Tom Moorhouse

Tom Moorhouse is a strange hybrid being, half children’s author and half research ecologist at Oxford University’s Zoology Department (an entity probably not called an “authologist”). Over the years he has met quite a lot of wildlife. Most of it tried to bite him. He loves hiking up mountains, walking through woods, climbing on rocks and generally being weather-beaten outdoors.
His debut novel The River Singers (2013) won the Quality Fiction NSTBA award, was nominated for the Carnegie Medal, longlisted for the UKLA and Branford Boase awards, and shortlisted for the Stockton Children’s Book of the Year. Its sequel The Rising was published in 2014. Trickster, nominated for the 2016 Carnegie Medal, is a “ratrospective”. (No, he won’t stop making that joke.)
In 2016, he joined ten other authors and Lantana Publishing to create A Wisp of Wisdom, giving Cameroonian children back their stories. In 2017, his first follow-ups to The Wind in the Willows (A Race for Toad Hall and Toad Hall in Lockdown) came out, and 2018 saw the publication of the next in the series: Toad in Trouble Waters, and Operation Toad. His books have so far been translated into seven languages, the French translation of The River Singers winning Le Prix LibbyLit for junior fiction in 2014.
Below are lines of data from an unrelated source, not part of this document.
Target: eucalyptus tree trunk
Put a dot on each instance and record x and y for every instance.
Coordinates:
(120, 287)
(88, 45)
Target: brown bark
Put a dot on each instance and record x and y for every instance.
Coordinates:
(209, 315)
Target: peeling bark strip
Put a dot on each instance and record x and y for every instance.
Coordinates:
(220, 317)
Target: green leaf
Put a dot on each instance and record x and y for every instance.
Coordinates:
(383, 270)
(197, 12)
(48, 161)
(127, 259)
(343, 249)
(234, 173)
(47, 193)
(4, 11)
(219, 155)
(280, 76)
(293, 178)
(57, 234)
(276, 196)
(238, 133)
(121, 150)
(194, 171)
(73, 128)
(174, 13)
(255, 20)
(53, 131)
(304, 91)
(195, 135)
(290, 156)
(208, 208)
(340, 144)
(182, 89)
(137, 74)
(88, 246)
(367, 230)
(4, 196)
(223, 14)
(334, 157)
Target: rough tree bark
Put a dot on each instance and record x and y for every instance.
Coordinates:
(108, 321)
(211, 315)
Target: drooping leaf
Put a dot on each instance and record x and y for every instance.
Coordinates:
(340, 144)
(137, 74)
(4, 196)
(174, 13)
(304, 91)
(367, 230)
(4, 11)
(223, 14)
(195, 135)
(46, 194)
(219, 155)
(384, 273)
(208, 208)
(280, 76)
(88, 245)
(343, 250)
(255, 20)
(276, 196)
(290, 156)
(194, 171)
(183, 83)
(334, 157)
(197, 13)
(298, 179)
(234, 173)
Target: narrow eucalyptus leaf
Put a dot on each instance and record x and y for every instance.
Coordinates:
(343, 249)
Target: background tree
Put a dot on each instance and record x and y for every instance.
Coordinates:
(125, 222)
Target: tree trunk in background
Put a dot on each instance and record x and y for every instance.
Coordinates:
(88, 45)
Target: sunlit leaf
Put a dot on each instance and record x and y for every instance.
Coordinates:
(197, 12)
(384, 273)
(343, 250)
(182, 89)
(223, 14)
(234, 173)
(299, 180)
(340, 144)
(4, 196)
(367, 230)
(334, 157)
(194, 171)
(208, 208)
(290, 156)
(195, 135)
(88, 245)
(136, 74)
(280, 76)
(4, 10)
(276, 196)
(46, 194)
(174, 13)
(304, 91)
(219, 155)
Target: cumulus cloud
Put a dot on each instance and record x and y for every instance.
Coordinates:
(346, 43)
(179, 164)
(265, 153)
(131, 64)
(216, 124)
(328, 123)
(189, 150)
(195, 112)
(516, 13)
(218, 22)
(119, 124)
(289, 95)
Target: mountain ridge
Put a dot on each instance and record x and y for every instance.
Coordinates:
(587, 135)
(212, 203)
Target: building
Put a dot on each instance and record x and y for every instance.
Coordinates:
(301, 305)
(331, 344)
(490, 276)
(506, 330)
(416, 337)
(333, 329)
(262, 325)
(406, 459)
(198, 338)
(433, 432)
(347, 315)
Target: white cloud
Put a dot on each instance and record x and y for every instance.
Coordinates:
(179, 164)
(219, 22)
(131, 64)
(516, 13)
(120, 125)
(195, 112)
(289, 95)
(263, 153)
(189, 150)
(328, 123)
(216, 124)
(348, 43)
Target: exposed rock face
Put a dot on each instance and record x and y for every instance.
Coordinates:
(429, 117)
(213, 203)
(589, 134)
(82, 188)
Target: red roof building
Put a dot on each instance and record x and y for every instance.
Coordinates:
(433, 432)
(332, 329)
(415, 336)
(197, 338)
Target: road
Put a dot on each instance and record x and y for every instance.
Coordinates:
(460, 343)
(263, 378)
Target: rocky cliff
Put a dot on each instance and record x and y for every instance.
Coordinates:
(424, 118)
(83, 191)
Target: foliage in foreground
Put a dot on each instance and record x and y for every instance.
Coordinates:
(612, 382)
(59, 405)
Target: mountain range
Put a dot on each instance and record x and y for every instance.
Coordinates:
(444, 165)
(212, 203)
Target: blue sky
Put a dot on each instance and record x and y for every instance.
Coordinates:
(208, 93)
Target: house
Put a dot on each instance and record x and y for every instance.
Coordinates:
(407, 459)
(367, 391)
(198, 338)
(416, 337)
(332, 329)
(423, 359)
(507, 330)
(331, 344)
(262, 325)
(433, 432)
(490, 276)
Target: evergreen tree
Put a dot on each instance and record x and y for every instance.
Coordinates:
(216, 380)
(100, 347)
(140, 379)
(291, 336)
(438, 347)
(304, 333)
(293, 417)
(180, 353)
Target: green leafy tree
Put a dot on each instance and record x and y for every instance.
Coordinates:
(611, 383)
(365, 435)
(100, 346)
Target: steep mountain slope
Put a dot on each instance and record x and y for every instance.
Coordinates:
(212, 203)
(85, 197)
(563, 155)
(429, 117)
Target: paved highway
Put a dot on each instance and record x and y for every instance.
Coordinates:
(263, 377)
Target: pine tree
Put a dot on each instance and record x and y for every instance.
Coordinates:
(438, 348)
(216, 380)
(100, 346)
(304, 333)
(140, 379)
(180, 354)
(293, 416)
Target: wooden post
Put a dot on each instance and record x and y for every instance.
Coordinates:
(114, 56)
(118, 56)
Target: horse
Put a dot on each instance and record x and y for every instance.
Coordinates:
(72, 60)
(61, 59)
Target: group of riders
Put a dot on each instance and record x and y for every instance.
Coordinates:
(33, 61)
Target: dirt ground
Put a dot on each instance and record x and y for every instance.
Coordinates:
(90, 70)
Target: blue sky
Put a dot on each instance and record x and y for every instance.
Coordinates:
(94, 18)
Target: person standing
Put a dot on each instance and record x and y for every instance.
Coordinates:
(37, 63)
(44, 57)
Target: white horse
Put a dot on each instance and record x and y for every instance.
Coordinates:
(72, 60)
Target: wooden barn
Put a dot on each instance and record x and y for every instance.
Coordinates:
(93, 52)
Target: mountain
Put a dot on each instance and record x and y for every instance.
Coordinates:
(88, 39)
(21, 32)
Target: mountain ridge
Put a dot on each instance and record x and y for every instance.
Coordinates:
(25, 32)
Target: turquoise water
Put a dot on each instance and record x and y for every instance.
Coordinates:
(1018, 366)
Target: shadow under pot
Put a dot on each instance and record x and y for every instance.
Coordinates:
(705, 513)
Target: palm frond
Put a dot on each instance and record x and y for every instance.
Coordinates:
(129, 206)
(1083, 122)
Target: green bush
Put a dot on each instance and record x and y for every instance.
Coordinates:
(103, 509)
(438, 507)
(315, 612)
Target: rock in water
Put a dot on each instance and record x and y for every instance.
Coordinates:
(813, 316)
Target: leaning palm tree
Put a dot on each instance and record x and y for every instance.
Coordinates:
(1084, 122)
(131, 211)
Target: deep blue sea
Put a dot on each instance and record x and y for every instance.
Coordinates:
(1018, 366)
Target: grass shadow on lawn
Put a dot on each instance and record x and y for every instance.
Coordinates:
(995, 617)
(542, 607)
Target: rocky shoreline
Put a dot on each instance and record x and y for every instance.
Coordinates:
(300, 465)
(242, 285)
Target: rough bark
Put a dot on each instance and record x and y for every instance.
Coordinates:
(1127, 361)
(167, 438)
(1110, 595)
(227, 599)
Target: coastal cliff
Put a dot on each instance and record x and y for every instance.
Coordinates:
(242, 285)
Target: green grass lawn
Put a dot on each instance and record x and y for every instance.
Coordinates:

Elegy For A River: Whiskers, Claws and Conservation’s Last, Wild Hope (Transworld, 2021) takes inspiration from the eleven years Tom spent beside rivers, fens, canals, lakes and streams, researching water voles. Warm and entertaining, it introduces the reader to the small, brown, bewhiskered creatures that were once a totem of our rivers but have found themselves endangered in recent years. The Daily Mail named it one of their Books of the Week and Raynor Winn described its pages as ‘shot through with a quicksilver light reflected from wet fur – not a lament for our rivers but a chorus of hope for their future.’
Tom’s next book, Ghosts in the Hedgerow, will be published by Doubleday in Spring 2023.